I grew up in a house with five sisters and no brothers. My poor dad was surrounded by estrogen. My relationship is very different with each of them. When my parents got married they each had children from previous marriages. My dad had a 7 year old and my mom had a 7 year old and an 11 year old. When my mom had my twin sister and I a year later we had three little girls doting on us always. We never lacked attention.
When we my twin and I were 6 my mom had my baby sister and she had four sisters to devote attention to her. My oldest sister had moved away a year previously. Sadly, my little sister never met her as we lost her at age 21.
I don't remember my oldest sister much, but I know she loved us and I like to imagine her watching over us from heaven.
My other older sister that has the same mom as I do was the sister that liked to pick on and tease us little kids incessantly. She also took us on a lot of not so age appropriate adventures with her friends and boyfriends that I am not too sure my mother would approve of. Today I don't see her much as she lives far away. She does, however, make a point of letting us know when she will be around so the cousins can play. Three of mine and hers are very close in age and are very good friends. She places a lot of importance on cousin relationships because her very best friend growing up was her cousin. At one time she and I were pregnant at the same time which brought us closer. She is the more crazy, spontaneous, fun, laid back, go with the flow sister.
My older sister the has the same dad as me was always the little mommy type. She liked to take care of us, was always very nice to us, and always included us when her friends were around and they all loved us as much as she did. As an adult I lived with her and her family on two separate occasions when she was trying to help me out. Today we don't see each other much, even though she lives 40 minutes away. However, she is always good to my kids and sees us as much as she can. She is the more reserved, peace keeping, caring, sweet, sensitive sister.
My twin sister and I have always had a love/hate type relationship. We either love or hate each other fiercely. We can switch back and forth between the two every five minutes. It makes my husband crazy. As kids we were very close. We were each others best friend and were always looking out for one another. Today she lives fourteen hours away but comes to visit twice a year for two weeks each time to allow our kids to know their cousins. Read more about our relationship here: Tribute to My Twin. She is the more outspoken, persuasive, thoughtful, generous, fashionable sister.
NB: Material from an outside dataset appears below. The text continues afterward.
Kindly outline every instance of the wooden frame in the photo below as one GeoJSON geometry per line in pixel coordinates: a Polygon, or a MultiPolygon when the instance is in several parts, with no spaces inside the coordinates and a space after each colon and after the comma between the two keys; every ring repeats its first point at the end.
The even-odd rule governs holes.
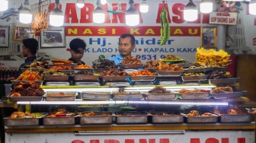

My baby sister and I have an indescribably different relationship than I have with the others. Growing up I always felt responsible for her care and was very protective of her. I felt I had to rescue her and many times took on the mother role. After I was married I often took her to my house to stay with me and tried to be a trusted friend to her. No matter what she was going through I was there for her. When I moved away, she even came to live with us for a while. Today we don't see each other much, but we support each other in every aspect of life. We are kindred spirits. She is the more creative, talented, ambitious, playful and silly sister.
All of us are seldom together, unless it is for holidays, and then there are thirty other people around so we really don't get any time with just all of the sisters.
In 2004, we planned a sister weekend. I had one child and my older sisters each had two. It was pretty easy to arrange for the dads to have the kids for the weekend. I was gigantically huge with my second child and due any day so we decided to have it at my house.
Fast forward ten years and we finally has another sister weekend in July 2014!
posing in front of the restaurant |
The weekend started with us dropping 12 littles, ranging in age from 18 months to 12 years, off at my moms to stay overnight. We then went to the hotel. Freedom was ours. We swam, snacked, drank, and did makeovers then we headed out to dinner.
Posing for pics on the patio! |
The next morning I got sick when I gagged myself brushing my tongue! WARNING: DO NOT brush your tongue the night after drinking! Skip it that day.
After checkout we all went to collect our kids. Everyone was safe and sound. We all said our goodbyes and headed to our respective homes.
It was a great weekend, and the best part, NO FIGHTING!! YIPPEE!!
Let's hope another ten years doesn't pass before we do another sister weekend!